Les cellules gliales saines forment des réseaux cellulaires
interconnectés. En effet, des structures sur la membrane des cellules
gliales, appelées « jonctions interstitielles », permettent aux
molécules de signalisation, comme les ions calcium, de se déplacer dans
les cellules gliales voisines.

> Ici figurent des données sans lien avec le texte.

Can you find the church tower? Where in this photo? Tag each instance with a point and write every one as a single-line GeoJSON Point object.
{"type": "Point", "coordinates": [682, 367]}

Les cellules de gliome forment également
des réseaux cellulaires interconnectés par des jonctions interstitielles
appelées microtubules tumoraux – de longues et fines protubérances de
la membrane cellulaire qui s’étendent dans les tissus environnants et
contribuent à l’infiltration et à la prolifération de la tumeur.
Varun Venkataramani, de l’Institut d’anatomie et de biologie
cellulaire de l’université de Heidelberg, et ses collègues ont examiné
par microscopie électronique des microtubules tumoraux formés par des
gliomes humains qui avaient été transplantés dans le cerveau de souris.

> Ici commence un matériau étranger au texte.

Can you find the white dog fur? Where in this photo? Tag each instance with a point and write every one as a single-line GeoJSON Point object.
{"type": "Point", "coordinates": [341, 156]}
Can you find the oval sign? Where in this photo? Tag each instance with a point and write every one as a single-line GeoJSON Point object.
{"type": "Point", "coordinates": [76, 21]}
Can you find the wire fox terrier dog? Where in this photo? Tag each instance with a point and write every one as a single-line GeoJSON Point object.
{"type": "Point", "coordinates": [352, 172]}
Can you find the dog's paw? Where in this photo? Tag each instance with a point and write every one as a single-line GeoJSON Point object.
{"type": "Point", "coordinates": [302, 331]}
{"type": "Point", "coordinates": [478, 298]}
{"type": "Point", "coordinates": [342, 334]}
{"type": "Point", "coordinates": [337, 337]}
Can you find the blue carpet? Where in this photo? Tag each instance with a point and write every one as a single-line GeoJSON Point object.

Ils ont remarqué que ces microtubules présentent à leur extrémité un
épaississement caractéristique des synapses excitatrices, appelé densité
postsynaptique, où se trouvent habituellement les récepteurs du
glutamate. Dans les neurones voisins, adjacents à ces densités
postsynaptiques, les chercheurs ont observé des amas de vésicules qui
stockent des neurotransmetteurs, qui sont une caractéristique d’une
région présynaptique d’un neurone. L’équipe de Humsa Venkatesh, du
département de neurologie de l’université de Californie à Stanford, a
observé des structures similaires entre des cellules de gliome et des
neurones.
Les deux équipes ont montré que les gènes des récepteurs du glutamate
et des composants structuraux de la région postsynaptique sont exprimés
dans une partie des cellules des gliomes humains, ce qui suggère que
les cellules gliomes exploitent les mêmes mécanismes moléculaires que
les neurones pour établir des synapses. Pour déterminer si ces synapses
entre les cellules tumorales et les neurones fonctionnent de la même
manière que celles reliant les neurones, les deux groupes ont
transplanté des cellules de gliome humain dans le cerveau de souris. La
stimulation des neurones proches des cellules de gliome a provoqué une
brève dépolarisation dans certaines de ces dernières ; dépolarisation
caractéristique des synapses excitatrices et qui mettait en jeu les
récepteurs AMPA. Fait intéressant, le type de récepteur AMPA exprimé
dans ces cellules de gliome a des propriétés pharmacologiques
différentes de celles des récepteurs AMPA exprimés dans les neurones, ce
qui en fait un candidat prometteur comme cible thérapeutique. Dans
certaines autres cellules de gliome, les biologistes ont observé un
courant dépolarisant de longue durée qui s’amplifiait et se propageait à
travers les jonctions interstitielles vers les cellules tumorales
connectées. Ce courant prolongé n’était pas d’origine synaptique, mais
semblait plutôt provenir de changements dans la concentration
extracellulaire en ions potassium en raison de l’activité neuronale.